Nice pics  Looks like a good time.



Which one is GIMPY 5 0 ??? :r 



Glad you all had fun.


Shawn


----------



## CigarGal (Jun 2, 2006)

Gimpy is wearing the black jacket...looks healthy to me. I think he is shamming.


----------



## Old Sailor (Jul 27, 2006)

Ya he still limping but it sure hasen't curbed his driving habits...re: Old Sailor you follow me with your car......DAMN...glad I had the daughter's Grandam.....:z


----------



## DETROITPHA357 (Jul 8, 2006)

ShawnP said:


> Nice pics  Looks like a good time.
> 
> Which one is GIMPY 5 0 ??? :r Blk Mason Jacket on F&AM...
> 
> ...





CigarGal said:


> Gimpy is wearing the black jacket...looks healthy to me. I think he is shamming.

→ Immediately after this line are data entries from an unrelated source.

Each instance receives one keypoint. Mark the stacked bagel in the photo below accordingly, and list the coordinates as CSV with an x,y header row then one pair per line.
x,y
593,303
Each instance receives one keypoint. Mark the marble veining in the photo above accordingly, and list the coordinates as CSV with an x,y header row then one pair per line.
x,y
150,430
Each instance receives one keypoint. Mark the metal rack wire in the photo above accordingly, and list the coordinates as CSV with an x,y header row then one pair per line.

See what hanging with good people will do 4u. Speedy recovery who knew... We had a great nite, Glad I got out.


----------



## Twill413 (Jul 19, 2006)

Anybody else having problems with the pictures that Jessica is in? I can't see the guys in them 

Looks like a good time was had by all.


----------



## snkbyt (Jun 22, 2006)

they let you out? sounds/looks like ya'll had a great time


----------



## 68TriShield (May 15, 2006)

Twill413 said:


> Anybody else having problems with the pictures that Jessica is in? I can't see the guys in them
> 
> Looks like a good time was had by all.


Thats funny Tony!


----------